I don't actually remember...
..what brought me here, except I think I googled "Oxycodone addiction" or something like that.
I was embroiled in a 2-1/2 year addiction that began after having surgery. It's frightening how many people have this happen after legitimate use..I think the Pharma Industry loves it!
Although I wanted to get out from under the grip of Oxy, it still took another 9 months before I came to my senses and made myself go through Detox. I did it at home with no chemical help, it was pretty brutal. I made a number of bad decisions while under the influence, most of which were financial, and will take me at least another year or more to recover from.
It took some "tough love" responses to my postings to get me to see the light, but the good news is I didn't "reach bottom" in the stereotypical way. I didn't lose my job (although I somewhat foolishly retired early, a BIG hit financially), and I didn't lose my house or my possessions.

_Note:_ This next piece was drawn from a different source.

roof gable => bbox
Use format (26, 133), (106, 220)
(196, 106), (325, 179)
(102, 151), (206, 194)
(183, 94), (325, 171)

I still struggle at times, most recently due to a debilitating back injury which I was unable to cope with, without going back on Opiates for several weeks. I am now successfully tapering, something I couldn't do before.
The entire experience has been weird in so many ways. As a Boomer growing up in the late '60s, early '70's, I never felt that taking drugs recreationally was anything to worry about...I suppose because I never had a single problem walking away from anything I tried: weed, coke, LSD, speed. Didn't like alcohol much and never have drank often. I even took (weaker) opiates 1-2 days a month for severe dysmenorrhea (extremely bad menstrual cramps) without ever having any compulsion to continue nor desire to experiment recreationally with them. I guess, in the end, when I started abusing Oxy, it was because, like my other recreational use, I didn't take it seriously. I totally skirted the idea of it's physical addiction properties, and by the time I recognized what I'd done to myself, it was too late.
It will continue to be a struggle for me as I have a great deal of chronic pain if I try to do simple things like household chores. I hope that perhaps this spring as the weather improves, I can help alleviate my physical issues by getting back, really slowly, on my bicycle and trying to work towards a semblance of fitness.
Thanks for reading my long story...and good luck to everyone here.